Even worse, they decided to just delete the entire datastore afterwards.
But lucky for us we have RP protection enabled. I’m going to head to RP and use the Test a Copy and Recover Production button.
I’ll choose my replica volume:
Then I decide I don’t want to use the latest image because I’m worried that the deletion actually exists in that snapshot. I choose one hour prior to the latest snap. Quick note: see that virtual access is not even available now? That’s because with snap based promotion there is no need for it. Snaps are instantly promoted to the actual replica LUN, so physical access is always available and always immediate no matter how old the image.

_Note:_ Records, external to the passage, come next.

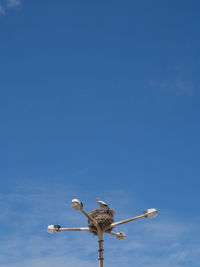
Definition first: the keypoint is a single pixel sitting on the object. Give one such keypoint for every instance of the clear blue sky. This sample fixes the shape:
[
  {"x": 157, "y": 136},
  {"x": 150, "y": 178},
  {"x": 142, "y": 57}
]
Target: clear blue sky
[{"x": 99, "y": 99}]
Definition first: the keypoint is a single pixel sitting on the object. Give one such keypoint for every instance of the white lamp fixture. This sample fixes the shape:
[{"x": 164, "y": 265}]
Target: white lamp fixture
[
  {"x": 53, "y": 229},
  {"x": 150, "y": 213},
  {"x": 121, "y": 236}
]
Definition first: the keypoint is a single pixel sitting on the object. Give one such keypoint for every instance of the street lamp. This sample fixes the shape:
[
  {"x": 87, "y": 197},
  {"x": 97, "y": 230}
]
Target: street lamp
[{"x": 100, "y": 221}]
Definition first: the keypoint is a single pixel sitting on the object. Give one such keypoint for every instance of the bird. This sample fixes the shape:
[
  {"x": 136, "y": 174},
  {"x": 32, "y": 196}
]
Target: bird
[{"x": 102, "y": 204}]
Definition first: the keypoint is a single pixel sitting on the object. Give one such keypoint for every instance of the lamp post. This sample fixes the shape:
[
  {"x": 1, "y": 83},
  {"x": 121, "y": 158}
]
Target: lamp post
[{"x": 99, "y": 222}]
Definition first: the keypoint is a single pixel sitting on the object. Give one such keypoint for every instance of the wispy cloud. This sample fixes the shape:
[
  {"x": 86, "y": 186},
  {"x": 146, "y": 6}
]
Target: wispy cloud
[
  {"x": 178, "y": 80},
  {"x": 8, "y": 4}
]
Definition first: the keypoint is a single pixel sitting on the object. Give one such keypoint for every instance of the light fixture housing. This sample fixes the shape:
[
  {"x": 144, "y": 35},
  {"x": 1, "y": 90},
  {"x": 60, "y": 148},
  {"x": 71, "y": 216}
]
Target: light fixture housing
[
  {"x": 121, "y": 236},
  {"x": 150, "y": 213},
  {"x": 53, "y": 229},
  {"x": 77, "y": 204}
]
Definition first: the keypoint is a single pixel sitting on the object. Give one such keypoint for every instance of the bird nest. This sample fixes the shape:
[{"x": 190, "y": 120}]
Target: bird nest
[{"x": 103, "y": 217}]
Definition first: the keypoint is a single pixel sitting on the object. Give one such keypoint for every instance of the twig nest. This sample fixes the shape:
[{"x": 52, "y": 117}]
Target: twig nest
[{"x": 103, "y": 217}]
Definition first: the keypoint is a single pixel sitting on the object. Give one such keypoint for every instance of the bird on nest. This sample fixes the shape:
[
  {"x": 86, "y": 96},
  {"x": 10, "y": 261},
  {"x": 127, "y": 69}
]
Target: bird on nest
[{"x": 102, "y": 204}]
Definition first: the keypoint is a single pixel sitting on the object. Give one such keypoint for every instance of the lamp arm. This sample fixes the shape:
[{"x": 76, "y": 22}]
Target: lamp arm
[
  {"x": 91, "y": 219},
  {"x": 74, "y": 229},
  {"x": 125, "y": 221}
]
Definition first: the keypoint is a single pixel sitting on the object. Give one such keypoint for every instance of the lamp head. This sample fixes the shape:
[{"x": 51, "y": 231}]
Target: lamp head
[
  {"x": 150, "y": 213},
  {"x": 53, "y": 229},
  {"x": 77, "y": 204}
]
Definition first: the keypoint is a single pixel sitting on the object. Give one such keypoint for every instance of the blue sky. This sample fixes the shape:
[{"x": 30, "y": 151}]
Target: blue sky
[{"x": 99, "y": 99}]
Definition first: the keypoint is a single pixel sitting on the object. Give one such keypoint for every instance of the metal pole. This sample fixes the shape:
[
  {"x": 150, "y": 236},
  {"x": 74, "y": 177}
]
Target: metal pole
[{"x": 100, "y": 235}]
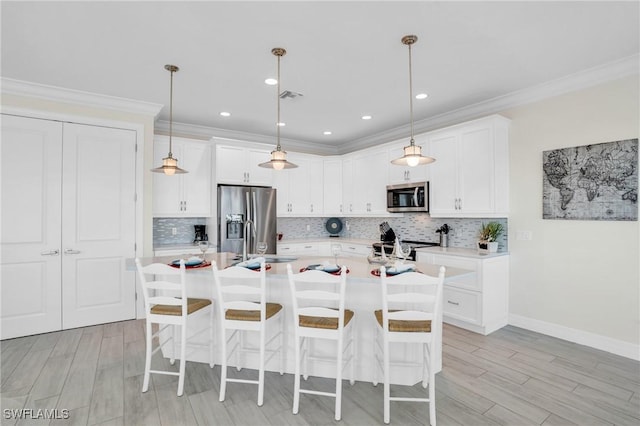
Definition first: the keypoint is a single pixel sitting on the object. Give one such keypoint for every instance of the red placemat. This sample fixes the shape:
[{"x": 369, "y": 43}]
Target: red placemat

After I hit next, it spins up the Test a Copy screen. Now normally I might want to map this LUN to a host and actually check it to make sure that this is a valid copy. In this case because, say, I’ve tracked the bad user’s steps through vCenter logging, I know exactly when I need to recover. An important note though, as you’ll see in a second all snapshots taken AFTER your recovery image will be deleted! But again, because I’m a real maverick I just tell it go to ahead and do the production recovery.
It gives me a warning that prod is going to be overwritten, and that data transfer will be paused. It doesn’t warn you about the snapshot deletion but this has historically been RP behavior.
On the host side I do a rescan, and there’s my datastore. It is unmounted at the moment so I’ll choose to mount it.
Next, because I deleted that VM I need to browse the datastore and import the VMX file back into vCenter.
And just like that I’ve recovered my VM. Easy as pie!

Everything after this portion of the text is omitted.